Levels 1A-B, 2A-B, 3A-B
During your courses at these levels you will work towards becoming fluent in everyday social English. You will develop your listening, speaking, reading, and writing skills as they are used in the real world. You’ll be able to participate in English conversations about your family and friends, educational background, work experience, daily routines, hobbies, and interests. You’ll be able to read and talk about short books of fiction and nonfiction. You’ll be able to understand and discuss short news and entertainment programs and write about all these topics in English.
In the classroom you’ll be involved in partner and group activities to practice real-life language. You’ll participate in conversations, role- plays, and longer, more complicated simulations of everyday situations. You’ll be part of team problem-solving activities which require the use of all four language skills as well as critical thinking skills and which force you to depend on the other members of your team. After your practice in the classroom, you’ll go out into the community and use your skills to observe and interview people and participate in their projects. Finally, you’ll bring back what you’ve learned and share it with other students at ALA.

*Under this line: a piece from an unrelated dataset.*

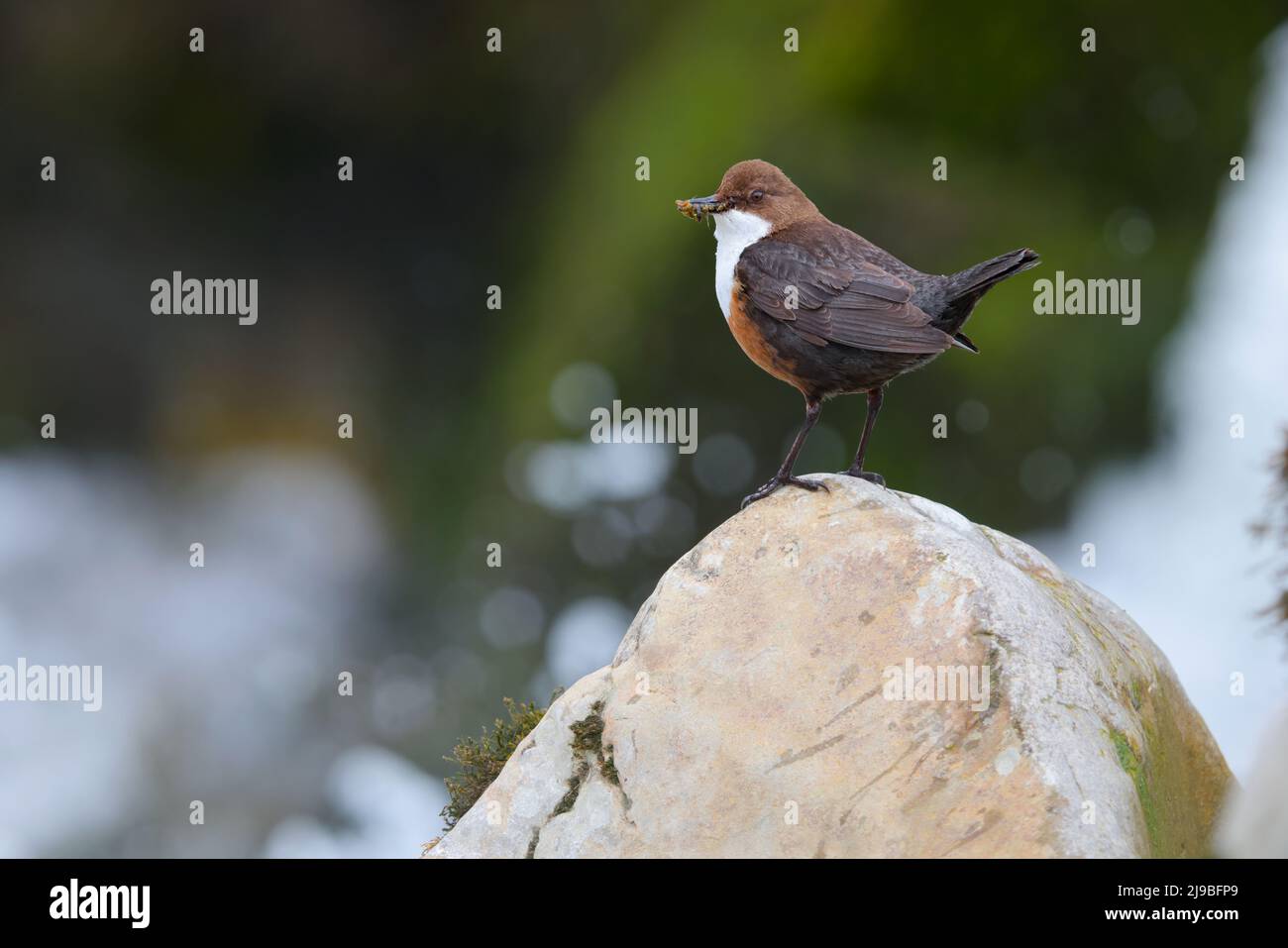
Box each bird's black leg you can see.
[841,386,885,487]
[742,398,827,507]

Throughout these levels you will begin to learn about and practice the kinds of academic and professional work you will be doing when you finish your English language learning. Level 3 is the bridge which connects social language to academic and professional language. At this level you will continue to improve your everyday social English and begin to apply all your language skills to academic and work-like situations. You will start to learn how to listen to, understand, and take notes during situations like a university classroom lecture or a professional work meeting. You’ll start learning how to write an academic paper or a report for work. You’ll start reading more complicated short articles about academic subjects and workplace issues and you’ll learn how to organize and give oral presentations about these topics to a large group. By the end of Level 3, you’ll be ready to start our Academic English courses.
Levels 4A-B & 5A-B
These are the courses that get you ready to attend an American university or begin a professional work assignment in the U.S. They focus on giving you the language you need to participate in situations involving more abstract topics and concepts and which require you to understand and produce English at increasingly complex levels. They also give you opportunities to participate in activities based on the kinds of critical thinking and research skills that are crucial for success in American academic and professional life.
In your Level 4 classroom you’ll be listening to complex academic lectures from a range of academic and professional fields. You’ll be learning basic research skills, writing 2-3 page research reports, and delivering research-based oral presentations. You’ll discuss and debate controversial issues in class and read fiction and nonfiction texts which describe related kinds of issues.
At Level 5 you’ll move from learning and practicing Level 4 skills to actually using them in the real world. You’ll participate in experiential learning activities which will bring you into contact with members of governmental, judicial, and educational institutions and community organizations. You’ll be involved in studying a real problem and trying to find solutions for it. You’ll conduct and write up your own research, which you’ll report on in different ways to different audiences. By the end of this level, you’ll be able to interact comfortably with professors, fellow students, and professional colleagues and carry out academic and professional work in culturally correct ways. Now, you are ready to start your academic or professional life in the U.S.